Waupaca County is also a leader in antlerless kill, which may give enterprising hunters a foot in the door. Offer to thin out the doe population and maybe, just maybe, the landowner will give a “thumbs up” for a trophy hunt as well.
Waupaca County also produces good numbers of deer for crossbow hunters, as do Shawano and Marathon counties.
DO YOUR HOMEWORK!
As always, the key to deer-hunting success is pre-season scouting. As the numbers clearly show, Wisconsin is replete with whitetails in nearly every corner of the state, but hunters who go in blind are almost certain to be disappointed.
Finding a place to hunt in Wisconsin should not be a problem in most counties, but then the real work begins. It’s in the hunter’s best interest to visit several areas, study the available sign, and decide where he’ll have the best chances of tagging a doe or, even better, a nice buck.
The most effective hunters put boots on the ground well before the season and then continue to monitor the subtle changes in habitat quality, deer behavior, and movement. As crops are harvested and leaves begin to fall, deer naturally will move away from open areas in order to avoid being seen by eager hunters. As the season progresses, deer become increasingly difficult to find, plus they start moving more during hours of darkness while lying low in thick cover during the day. It’s certainly wise to pattern the habits of the target deer herd but keep in mind that those patterns will change as the season wears on, the rut comes and goes and deer shift into survival mode as winter approaches.

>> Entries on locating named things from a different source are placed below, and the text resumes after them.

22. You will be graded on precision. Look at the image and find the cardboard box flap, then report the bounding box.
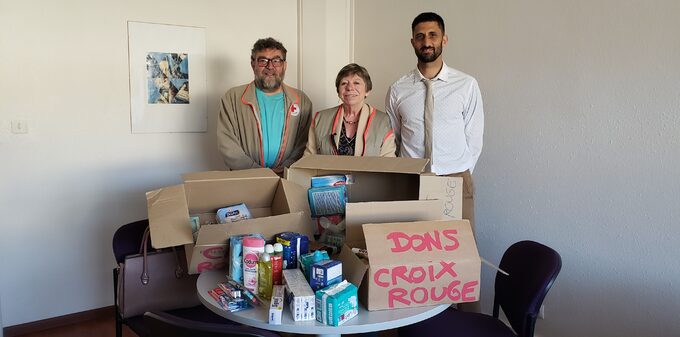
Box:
[190,212,314,246]
[363,220,480,266]
[183,169,280,214]
[182,168,279,182]
[337,245,368,288]
[418,173,463,219]
[146,185,193,248]
[291,155,428,174]
[345,200,443,247]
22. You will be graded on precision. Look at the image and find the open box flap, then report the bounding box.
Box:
[182,169,280,214]
[290,155,429,174]
[146,185,193,249]
[345,200,443,247]
[196,212,313,246]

For a detailed summary of Wisconsin’s 2016 deer harvest, county deer totals and other information pertaining to deer hunting in the Badger State, log onto dnr.wi.gov.
WHY MARATHON COUNTY?
For the past number of years, Wisconsin’s centrally located Marathon County typically has led the state in deer harvests in total harvest, total gun harvest, total archery harvest, and total Youth Hunt harvest. What does Marathon County have that few other Badger State counties have?
For starters, the county has a total area of 1,576 square miles, of which 1,545 square miles is land and 31 square miles is water. It is the largest county in Wisconsin by land area and fourth-largest by total area.
Additionally, Marathon County contains the perfect mix of farmland, forest, fields and wetland habitat to support a deer herd, and with plenty of public access to areas where those deer are most plentiful.
The focal point for public hunting in Marathon County is the Mead National Wildlife Refuge. That area encompasses different ecosystems including grasslands, conifer bogs, hardwood forests, wetlands, ponds (reservoirs), upland habitat and agricultural fields. Forest, wetlands, and grasslands comprise 13,000 acres, 14,000 acres, and 6,000 acres respectively. All are good places to find wary whitetails.